La scorsa settimana ha ufficialmente preso il via la nuova campagna “Punto su di te” promossa dalla Fondazione Pubblicità Progresso e firmata da Young&Rubicam Group incentrata sul tema del gender mainstreaming. “Punto si di te” si pone come obiettivi invitare le donne ad accrescere la propria autostima, invitare gli uomini a valorizzare il punto di vista femminile, rendere visibile la discriminazione di genere, come primo passo per eliminarla e superare i pregiudizi nei confronti delle donne.
La campagna si snoda attraverso i canali di comunicazione classica: spot tv, radio, stampa, cinema e affissioni. E tutto rimanda al portale www.puntosudite.it, vera anima dell’iniziativa che permetterà di chiedere direttamente allo IAP (Istituto dell’Autodisciplina Pubblicitaria) la rimozione di campagne lesive dell’immagine della donna. È stato poi lanciato un contest tra gli autori Siae per una canzone sulla parità di genere e nel corso del tempo si susseguiranno iniziative di unconventional marketing.

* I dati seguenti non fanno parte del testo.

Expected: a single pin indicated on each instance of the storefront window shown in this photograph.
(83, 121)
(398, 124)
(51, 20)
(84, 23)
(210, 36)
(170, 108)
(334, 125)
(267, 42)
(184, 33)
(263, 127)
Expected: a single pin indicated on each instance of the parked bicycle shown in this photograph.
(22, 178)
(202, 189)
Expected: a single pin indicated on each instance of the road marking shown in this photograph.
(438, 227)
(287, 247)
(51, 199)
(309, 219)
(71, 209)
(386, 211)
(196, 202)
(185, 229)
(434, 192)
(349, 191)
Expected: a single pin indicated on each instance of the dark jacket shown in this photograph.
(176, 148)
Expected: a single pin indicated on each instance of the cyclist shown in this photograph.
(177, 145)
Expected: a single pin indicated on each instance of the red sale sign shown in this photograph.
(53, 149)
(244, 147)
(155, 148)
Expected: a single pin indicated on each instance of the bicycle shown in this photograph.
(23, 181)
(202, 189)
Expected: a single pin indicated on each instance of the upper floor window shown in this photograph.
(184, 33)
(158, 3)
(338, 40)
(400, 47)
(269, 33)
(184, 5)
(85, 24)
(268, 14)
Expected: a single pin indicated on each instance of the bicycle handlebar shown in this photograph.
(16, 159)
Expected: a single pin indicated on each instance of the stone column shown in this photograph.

Ma il lancio della campagna vera e propria è stato preceduto da una sorta di fase “teaser”, che (a ben vedere) si è dimostrata di dubbio gusto ed efficacia. Durante il mese di dicembre sono stati affissi una serie di manifesti che riproponevano l’immagine di una donna accompagnata da un fumetto con un messaggio da completare: “quando cammino per strada mi piacerebbe…”, “vorrei che mio marito…”, “dopo gli studi mi piacerebbe…”. La finalità di questa anticipazione della campagna era di riprendere con una telecamera nascosta eventuali reazioni dei passanti. Nell’arco di sole 48 ore gli spazi vuoti dopo i puntini di sospensione sono stati imbrattati con messaggi e scritte di indicibile volgarità (e non c’è bisogno di scatenare troppo la fantasia per capirne il tenore).
Alla luce di ciò, molti si sono stracciati le vesti sul fatto che l’esito di questa campagna dimostrasse in maniera lampante come la discriminazione e l’umiliazione della donna siano socialmente diffusi e che certi stereotipi di genere non siano ancora stati superati.
In linea di principio, la tesi secondo cui nel nostro Paese non ci si è liberati, per molti versi, di logiche sessiste e maschiliste è vera. Ma “stuzzicare” la gente su alcune delicate questioni di genere con dei manifesti, peraltro palesemente provocatori, non può essere né la spia né tantomeno “la prova del nove” che esista un conclamato problema discriminatorio. Un ragionamento del genere è troppo semplicistico e banale per poter essere accettato, tantopiù se si considera che di stupidi pronti a imbrattare con insulti, parolacce e oscenità varie qualsiasi superficie capiti a tiro ce n’è a volontà.
Bisognerebbe, piuttosto, prendere atto che alla base di atteggiamenti simili c’è innanzitutto una spiccata mancanza di senso civico e di rispetto per tutto ciò che ci circonda (persone e cose).
Temiamo, quindi, che l’“esperimento” di comunicazione sociale promosso dalla Fondazione Pubblicità Progresso non sia destinato a sortire effetti positivi. Questo perché sappiamo benissimo che se si istiga all’inciviltà, l’inciviltà non si fa attendere e provocazioni come quelle proposte da “Punto su di te” restano solitamente fini a se stesse.
Non si può, poi, trascurare un altro aspetto fallimentare della campagna. La donna viene presentata sempre nello stesso (e poco edificante) modo: come vittima e parte debole del sistema. Un’immagine che contribuisce solo ed esclusivamente a sottilineare un problema già sufficientemente evidente e che non è di per sé né costruttiva né tantomeno gratificante per il genere femminile.